Illustration. (photo Joël Philippon/PhotoPQR/Maxppp)

Le drame s’est produit au cours d’un entraînement à Suresnes (Hauts-de-Seine) le vendredi 18 juin dernier. Un policier de 29 ans a été grièvement blessé par un tir accidentel. Ses jours ne sont désormais plus en danger. Il reste toutefois hospitalisé.

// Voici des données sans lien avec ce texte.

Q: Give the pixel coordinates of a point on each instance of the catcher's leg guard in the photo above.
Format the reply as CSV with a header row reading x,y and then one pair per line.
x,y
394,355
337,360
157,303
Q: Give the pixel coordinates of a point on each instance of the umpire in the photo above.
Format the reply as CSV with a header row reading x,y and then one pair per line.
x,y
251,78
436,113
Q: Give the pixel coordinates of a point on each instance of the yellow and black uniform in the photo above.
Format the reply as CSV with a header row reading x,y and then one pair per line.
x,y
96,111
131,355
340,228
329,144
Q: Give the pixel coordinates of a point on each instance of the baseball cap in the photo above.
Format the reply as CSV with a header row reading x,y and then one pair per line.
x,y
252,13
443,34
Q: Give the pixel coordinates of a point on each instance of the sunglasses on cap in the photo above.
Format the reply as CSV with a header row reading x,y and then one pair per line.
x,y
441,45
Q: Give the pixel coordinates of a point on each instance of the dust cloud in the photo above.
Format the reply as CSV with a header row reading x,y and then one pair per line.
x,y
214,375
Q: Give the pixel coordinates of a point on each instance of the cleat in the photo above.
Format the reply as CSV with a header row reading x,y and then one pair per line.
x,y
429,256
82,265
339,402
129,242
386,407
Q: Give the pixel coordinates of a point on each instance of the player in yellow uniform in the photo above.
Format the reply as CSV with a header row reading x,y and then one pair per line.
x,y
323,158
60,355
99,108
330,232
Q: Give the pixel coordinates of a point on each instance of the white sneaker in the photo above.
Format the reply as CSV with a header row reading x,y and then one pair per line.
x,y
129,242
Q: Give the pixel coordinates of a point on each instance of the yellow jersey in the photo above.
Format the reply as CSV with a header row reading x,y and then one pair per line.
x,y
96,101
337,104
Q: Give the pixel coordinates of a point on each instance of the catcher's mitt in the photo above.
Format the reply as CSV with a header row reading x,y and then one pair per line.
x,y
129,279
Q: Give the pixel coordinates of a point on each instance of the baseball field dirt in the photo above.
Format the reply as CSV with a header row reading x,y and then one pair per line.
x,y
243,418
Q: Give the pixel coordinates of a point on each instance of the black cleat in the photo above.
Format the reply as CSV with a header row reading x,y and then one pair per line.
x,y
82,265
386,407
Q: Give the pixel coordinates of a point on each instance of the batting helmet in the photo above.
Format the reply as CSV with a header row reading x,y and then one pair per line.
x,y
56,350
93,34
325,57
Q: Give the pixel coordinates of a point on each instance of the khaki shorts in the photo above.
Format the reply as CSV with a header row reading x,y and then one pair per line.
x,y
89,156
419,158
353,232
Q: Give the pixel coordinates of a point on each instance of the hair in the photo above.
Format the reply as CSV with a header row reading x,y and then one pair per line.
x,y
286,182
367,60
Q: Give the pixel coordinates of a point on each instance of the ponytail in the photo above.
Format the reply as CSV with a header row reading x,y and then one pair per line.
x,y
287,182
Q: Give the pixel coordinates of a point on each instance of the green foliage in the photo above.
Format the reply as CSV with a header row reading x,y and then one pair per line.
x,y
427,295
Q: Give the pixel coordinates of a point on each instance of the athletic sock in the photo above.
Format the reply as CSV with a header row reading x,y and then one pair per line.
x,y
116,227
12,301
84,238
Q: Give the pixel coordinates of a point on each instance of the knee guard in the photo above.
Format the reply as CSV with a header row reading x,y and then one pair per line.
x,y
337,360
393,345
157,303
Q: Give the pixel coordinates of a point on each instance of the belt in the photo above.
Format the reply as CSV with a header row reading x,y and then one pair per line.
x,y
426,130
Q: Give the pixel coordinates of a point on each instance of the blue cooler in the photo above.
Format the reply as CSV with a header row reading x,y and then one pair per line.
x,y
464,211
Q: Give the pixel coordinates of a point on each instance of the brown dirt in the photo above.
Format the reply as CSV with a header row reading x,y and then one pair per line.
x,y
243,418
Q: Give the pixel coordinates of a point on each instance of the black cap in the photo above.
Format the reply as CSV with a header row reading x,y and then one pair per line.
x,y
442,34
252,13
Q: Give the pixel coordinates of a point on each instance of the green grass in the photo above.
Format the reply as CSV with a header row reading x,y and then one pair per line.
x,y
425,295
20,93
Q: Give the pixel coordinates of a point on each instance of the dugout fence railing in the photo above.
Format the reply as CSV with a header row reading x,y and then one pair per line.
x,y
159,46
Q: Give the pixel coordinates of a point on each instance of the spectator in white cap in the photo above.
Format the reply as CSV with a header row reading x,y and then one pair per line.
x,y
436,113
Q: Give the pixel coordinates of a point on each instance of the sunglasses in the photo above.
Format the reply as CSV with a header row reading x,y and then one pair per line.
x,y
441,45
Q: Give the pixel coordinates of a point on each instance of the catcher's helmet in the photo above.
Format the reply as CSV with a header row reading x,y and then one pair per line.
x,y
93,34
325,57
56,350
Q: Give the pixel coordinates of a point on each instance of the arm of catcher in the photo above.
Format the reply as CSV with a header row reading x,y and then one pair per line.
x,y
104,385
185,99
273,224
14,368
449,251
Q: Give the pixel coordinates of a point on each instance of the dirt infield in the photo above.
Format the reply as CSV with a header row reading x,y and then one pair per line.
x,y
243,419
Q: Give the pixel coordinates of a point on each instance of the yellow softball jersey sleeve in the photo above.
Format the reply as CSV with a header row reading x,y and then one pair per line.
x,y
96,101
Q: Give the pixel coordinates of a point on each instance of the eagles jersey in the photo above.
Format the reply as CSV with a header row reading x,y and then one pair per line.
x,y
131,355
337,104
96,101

Sam va survivre de ses graves blessures. Ce policier du groupe de soutien opérationnel (GSO) de la compagnie de sécurisation et d’intervention (CSI) de Paris, âgé de 29 ans, a été gravement blessé par un coup de feu accidentel de l’un de ses collègues à la fin d’une séance d’entraînement à Suresnes, il y a quinze jours. Un tir intempestif d’une arme de poing de type Sig Sauer, de calibre 9 mm.

La victime qui est restée de longs jours dans le coma, a été opérée à deux reprises à l’hôpital de la Pitié-Salpêtrière à Paris (XIIIe) et son pronostic vital n’est plus engagé. Sam reste toutefois hospitalisé en réanimation actuellement nous précise une source policière. « C’est un gars très sportif avec une super mentalité, qui est très apprécié, le drame nous a tous touchés », nous confie un policier. Sam est arrivé au GSO de Paris en octobre dernier après plusieurs années passées notamment en brigade anticriminalité (BAC). Il est marié et père de deux enfants.

Une compétition sportive et une tombola ont été organisées par ses collègues de la petite couronne parisienne, ce vendredi, pour le soutenir. Quelques-uns de ses proches y ont assisté et ses deux enfants ont reçu des cadeaux. « La cohésion dans ce type d’unité est importante, on a voulu montrer notre soutien à notre collègue », insiste un autre policier.

Une cagnotte en ligne a également été ouverte pour soutenir Sam et sa famille. Elle est accessible ici.

« Une mauvaise manipulation de l’arme dans un contexte d’épuisement n’est pas à exclure »

Une enquête pour « blessures involontaires par violation délibérée d’une obligation de sécurité et mise en danger » a été ouverte par le parquet de Nanterre suite à ce drame. L’Inspection générale de la police nationale (IGPN) a été chargée des investigations qui permettront de comprendre les circonstances de ce tir malheureux.

« Ce sont des policiers très sollicités, notamment pour des opérations d’interpellations à 6 heures le matin, parfois avec des horaires très variables », rappelle une source proche du dossier. « Une mauvaise manipulation de l’arme dans un contexte d’épuisement n’est pas à exclure ». Le fonctionnaire à l’origine de ce tir est quant à lui en arrêt maladie pour l’heure. « Il est particulièrement choqué », ajoute cette source.